Just until I lost everything from the neck down when he was beheaded on charges of adultery and betrayal ..., curiously the same crimes for which one could accuse Henry, but as I said before, it is good to be King ... Although gossips say that the real reason they lost the head, was for not giving the son the King ... That's what is colloquially called you crazy about a child ... but who knows, I was not there to see ...

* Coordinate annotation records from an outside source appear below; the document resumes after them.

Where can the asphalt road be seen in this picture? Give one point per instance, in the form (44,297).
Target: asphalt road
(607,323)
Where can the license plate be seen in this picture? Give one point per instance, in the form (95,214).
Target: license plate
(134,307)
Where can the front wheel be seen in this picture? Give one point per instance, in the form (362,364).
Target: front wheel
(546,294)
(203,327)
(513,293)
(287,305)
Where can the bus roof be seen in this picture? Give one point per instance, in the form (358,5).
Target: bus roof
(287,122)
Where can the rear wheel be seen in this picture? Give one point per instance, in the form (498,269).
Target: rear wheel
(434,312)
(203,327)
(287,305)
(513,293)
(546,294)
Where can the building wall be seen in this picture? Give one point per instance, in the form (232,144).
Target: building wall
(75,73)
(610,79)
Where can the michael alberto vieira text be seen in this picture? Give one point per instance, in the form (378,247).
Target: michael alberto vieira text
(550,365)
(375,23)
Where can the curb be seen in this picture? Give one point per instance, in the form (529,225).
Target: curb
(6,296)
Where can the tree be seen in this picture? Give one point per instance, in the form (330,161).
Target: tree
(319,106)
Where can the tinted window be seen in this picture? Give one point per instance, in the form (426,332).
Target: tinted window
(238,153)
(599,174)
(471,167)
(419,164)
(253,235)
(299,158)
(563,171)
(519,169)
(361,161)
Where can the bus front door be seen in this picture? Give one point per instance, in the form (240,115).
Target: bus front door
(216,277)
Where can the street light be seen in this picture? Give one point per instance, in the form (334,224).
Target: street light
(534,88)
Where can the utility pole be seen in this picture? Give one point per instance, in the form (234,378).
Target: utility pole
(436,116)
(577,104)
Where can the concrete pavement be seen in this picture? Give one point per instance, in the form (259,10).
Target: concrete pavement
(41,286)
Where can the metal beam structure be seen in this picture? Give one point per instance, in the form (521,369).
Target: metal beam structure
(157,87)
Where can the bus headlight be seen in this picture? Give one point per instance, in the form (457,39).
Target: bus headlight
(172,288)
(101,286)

Ana did many more things his life, but that's another story ....



Saturday, May 7, 2011

Gold Desert Eagle Gun

circus it paid off, lady! Exploring Iowa

And there are 3
panties for one euro (or a dollar, it would be more appropriate), are our American possessions which are in the process of disappearing. The first was the futon that we used to accommodate the visits were to sleep. Yesterday we put the cars for sale on craigslist , a page of sale and purchase of artifacts varied. At the moment we've had several calls and emails showing interest, we will see if something more concrete.

Wednesday, May 4, 2011

How To Make A Golden Retriever Cake

The night we were blind.

Nightlife brings sometimes see us involved in undesirable situations or, to put it another way, in uncomfortable situations. And I do not mean one is on foot ... And when I talk about nightlife, I mean life developed in hostess clubs. I mean clubs of alternatives in that drink, no sex. Although good, you can also consume sex ... but unpaid. In short, I'm already losing ground bringing me around the bush: clubs or similar ...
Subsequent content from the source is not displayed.